Many European countries had a significant law enforcement presence in Ukraine for much of the war. By contrast, the Justice Department has only allowed one of its employees to return home, in addition to the FBI officials assigned to the embassy in Kiev, according to people familiar with the situation.

The only other U.S. law enforcement officials who were active in Ukraine during the war were four contractors employed by the International Criminal Investigation Training Assistance Program run by the Department of Justice, which has provides Ukrainian police departments with training and equipment for decades. Gregory Ducot, program director, said they quickly moved to provide training assistance and gather evidence of war crimes.

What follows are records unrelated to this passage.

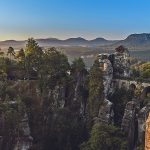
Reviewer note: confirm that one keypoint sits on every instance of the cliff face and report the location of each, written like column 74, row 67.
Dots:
column 28, row 118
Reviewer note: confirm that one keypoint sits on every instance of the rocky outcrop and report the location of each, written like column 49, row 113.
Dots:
column 106, row 113
column 24, row 141
column 142, row 116
column 129, row 123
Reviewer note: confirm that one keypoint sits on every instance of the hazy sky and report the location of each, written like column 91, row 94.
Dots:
column 112, row 19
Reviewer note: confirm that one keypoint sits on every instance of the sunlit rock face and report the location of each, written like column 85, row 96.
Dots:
column 106, row 113
column 121, row 64
column 106, row 67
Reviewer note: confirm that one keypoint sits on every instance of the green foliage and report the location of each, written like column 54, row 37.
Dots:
column 120, row 98
column 65, row 131
column 10, row 52
column 77, row 65
column 105, row 137
column 95, row 88
column 53, row 69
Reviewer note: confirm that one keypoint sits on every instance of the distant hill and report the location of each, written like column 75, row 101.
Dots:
column 136, row 42
column 132, row 42
column 56, row 42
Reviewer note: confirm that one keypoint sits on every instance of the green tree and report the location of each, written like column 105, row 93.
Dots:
column 105, row 137
column 95, row 89
column 54, row 68
column 11, row 52
column 33, row 56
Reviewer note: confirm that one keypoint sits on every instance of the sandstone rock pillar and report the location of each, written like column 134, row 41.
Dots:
column 147, row 134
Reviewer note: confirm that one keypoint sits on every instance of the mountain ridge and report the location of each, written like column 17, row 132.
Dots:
column 133, row 42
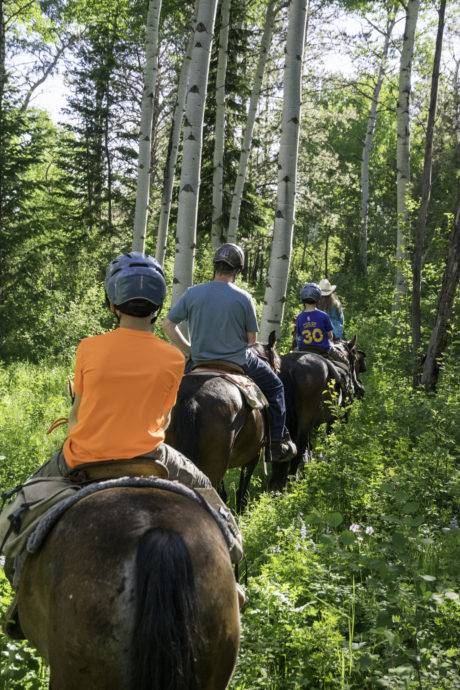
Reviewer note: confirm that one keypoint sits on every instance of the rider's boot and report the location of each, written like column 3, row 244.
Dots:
column 284, row 450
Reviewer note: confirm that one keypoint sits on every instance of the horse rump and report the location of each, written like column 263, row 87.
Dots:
column 166, row 633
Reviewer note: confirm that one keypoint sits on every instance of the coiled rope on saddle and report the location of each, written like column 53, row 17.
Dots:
column 51, row 517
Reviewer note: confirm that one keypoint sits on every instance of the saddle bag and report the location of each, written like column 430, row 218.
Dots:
column 27, row 503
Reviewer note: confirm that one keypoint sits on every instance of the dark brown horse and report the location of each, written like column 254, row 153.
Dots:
column 133, row 590
column 213, row 426
column 312, row 395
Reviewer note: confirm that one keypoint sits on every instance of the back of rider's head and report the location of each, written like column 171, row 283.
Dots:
column 228, row 259
column 310, row 293
column 135, row 285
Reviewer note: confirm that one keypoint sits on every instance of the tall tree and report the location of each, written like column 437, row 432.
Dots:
column 438, row 339
column 173, row 148
column 191, row 158
column 219, row 131
column 426, row 192
column 145, row 135
column 249, row 128
column 280, row 256
column 368, row 142
column 403, row 146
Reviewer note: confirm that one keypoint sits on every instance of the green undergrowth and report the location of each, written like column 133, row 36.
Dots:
column 353, row 573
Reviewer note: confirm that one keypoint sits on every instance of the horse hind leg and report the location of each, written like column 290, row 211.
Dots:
column 245, row 477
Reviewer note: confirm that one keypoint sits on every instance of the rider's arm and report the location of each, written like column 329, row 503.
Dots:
column 73, row 417
column 172, row 331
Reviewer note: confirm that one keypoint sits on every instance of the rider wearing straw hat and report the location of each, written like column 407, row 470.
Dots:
column 330, row 304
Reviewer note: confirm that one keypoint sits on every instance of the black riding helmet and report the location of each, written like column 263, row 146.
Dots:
column 137, row 281
column 230, row 254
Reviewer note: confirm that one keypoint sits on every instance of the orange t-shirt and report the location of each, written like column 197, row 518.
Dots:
column 128, row 382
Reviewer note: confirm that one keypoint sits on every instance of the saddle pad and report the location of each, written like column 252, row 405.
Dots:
column 50, row 518
column 251, row 392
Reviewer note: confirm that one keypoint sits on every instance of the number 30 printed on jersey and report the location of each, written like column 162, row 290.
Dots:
column 312, row 335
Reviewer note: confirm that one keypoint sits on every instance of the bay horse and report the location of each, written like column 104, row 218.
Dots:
column 214, row 427
column 312, row 394
column 133, row 589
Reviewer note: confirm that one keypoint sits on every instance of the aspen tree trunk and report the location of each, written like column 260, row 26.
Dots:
column 403, row 146
column 249, row 129
column 275, row 292
column 438, row 340
column 145, row 143
column 191, row 158
column 219, row 135
column 426, row 193
column 173, row 149
column 367, row 148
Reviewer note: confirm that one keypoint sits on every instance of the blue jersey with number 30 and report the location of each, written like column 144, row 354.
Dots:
column 312, row 328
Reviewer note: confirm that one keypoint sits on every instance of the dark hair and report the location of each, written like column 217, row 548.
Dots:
column 224, row 269
column 137, row 307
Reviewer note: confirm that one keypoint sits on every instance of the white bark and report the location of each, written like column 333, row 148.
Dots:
column 219, row 134
column 173, row 150
column 367, row 148
column 403, row 146
column 275, row 292
column 191, row 158
column 145, row 135
column 249, row 129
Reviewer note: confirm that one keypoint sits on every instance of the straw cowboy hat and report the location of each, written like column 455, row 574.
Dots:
column 326, row 288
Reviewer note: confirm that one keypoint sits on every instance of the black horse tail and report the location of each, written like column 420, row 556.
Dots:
column 165, row 628
column 288, row 379
column 185, row 424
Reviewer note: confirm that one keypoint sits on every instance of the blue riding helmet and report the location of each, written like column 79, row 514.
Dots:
column 310, row 291
column 135, row 276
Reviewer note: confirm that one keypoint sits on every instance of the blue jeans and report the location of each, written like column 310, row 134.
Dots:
column 271, row 386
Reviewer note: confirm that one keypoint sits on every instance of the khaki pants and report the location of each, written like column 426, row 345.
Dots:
column 178, row 468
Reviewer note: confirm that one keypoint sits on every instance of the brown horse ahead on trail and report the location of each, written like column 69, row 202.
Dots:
column 311, row 391
column 133, row 590
column 214, row 427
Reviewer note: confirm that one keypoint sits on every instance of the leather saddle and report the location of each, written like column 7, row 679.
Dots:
column 233, row 373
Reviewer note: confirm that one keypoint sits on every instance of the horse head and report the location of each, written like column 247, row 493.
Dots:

In Washington, prosecutors began gathering information about American victims from the earliest hours of the war. Christian Levesque, who is leading the investigation by the department’s human rights division, said her team was examining “anything” – from news reports to intelligence – that could yield evidence. .

“This is the most important thing I have done in my career,” Ms. Levesque said.

She declined to discuss what cases the department is currently pursuing, although she repeated Mr. Garland’s assessment that they were achieving success.

The likelihood of cases involving American victims is slim, with only a handful having been killed or injured. These include the disappearance of Grady Kurpasi, who was mortally wounded and captured by the Russians during fighting near Kherson last fall; Pete Reed, a humanitarian worker who was killed in a missile attack last month while treating wounded Ukrainian civilians in Bakhmut; and James Hill, an American living in Ukraine, were killed in Chernihiv shortly after the Russian invasion early last year.

The legal bar for indictment is high. Prosecutors will have to prove beyond reasonable doubt that those charged knowingly assaulted an American with intent to cause harm – not mistakenly attacked people who were not in combat. No one has been charged under the primary US war crime law since it entered the books in 1996.

The Justice Department can also bring cases under the federal torture act, but that’s also of little use.

At the end of last year, the National Assembly Amended current law gives U.S. prosecutors new powers to prosecute war criminals “regardless of the nationality of the victim or the offender,” provided that person is physically present in the United States. That gave US prosecutors the same investigative powers as some international courts.

Mr. Rosenbaum – who once charged a concentration camp guard 75 years after the Holocaust based on inundation records found in a shipwreck – believes this new authority will lead to cases, but only As future generations continue to sharpen, time-consuming work.

“We can bring these people to justice,” he said. “But it will take years, maybe decades, not weeks or months.”